Témoignage de Françoise Guimbert, qui a été nénène à Saint-Benoît dans les années 1950 : « Je suis devenue nénène par la force des choses, étant orpheline, je n’avais pas d’autre choix que de trouver un métier. À ce moment-là les familles de gendarmes s’installaient dans la commune. J’ai été embauchée par une famille pour aider l’épouse qui avait de jeunes enfants. Ce contact m’a beaucoup apporté parce que l’échange avec la famille se faisait en se basant sur la confiance mutuelle. Je n’étais pas la seule à travailler dans ce cadre. Il y avait plusieurs familles de gendarmes qui employaient du personnel. Nous étions assez nombreux et nous nous présentions le matin tôt pour démarrer notre journée de travail. J’ai été aussi la nénène «grande sœur», où il a fallu que je m’occupe des plus jeunes de ma famille. Encore aujourd’hui, les jeunes que j’ai élevés continuent à m’appeler « nénène » et c’est une fierté pour moi de penser que j’ai pu contribuer à leur éducation, leur développement. » 40
Le mot créole nénène, renvoi également, à la Réunion, au statut de la grande soeur. Dans les années 50, on commence à travailler dès le plus jeune âge. Tandis que les garçons accompagnent leur père dans les travaux agricoles, la fille aînée, quant à elle, assiste la mère, cantonnées au foyer. La passation de mémoire et l’éducation, dans les familles moins aisées, est alors faite par ces grandes soeurs, mais aussi les mères, les grands-mères et les matantes41 .
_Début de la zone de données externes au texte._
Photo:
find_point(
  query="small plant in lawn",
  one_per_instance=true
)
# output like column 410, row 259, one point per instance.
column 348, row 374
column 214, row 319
Et comme si cette transmission intergénérationelle n’était pas suffisante, pas assez noble, au rôle de l’école, se soustrait alors la nénène d’hier et d’aujourd’hui.
39 Entretien de Christian Jalma, filmé le 24 Janvier 2020, sur une invitation de Julie Crenn et de Pascal Lièvre, dans le cadre de l’exposition HERstory au Frac Réunion (Piton Saint-Leu, du 16 au 23 novembre 2019). 40 Témoignage tiré de Dann tan nénène - mère noire, enfant blanc, Loran Hoarau et Kamboo, ed. Maison Carrère. 41 Matante : Tante, tatie.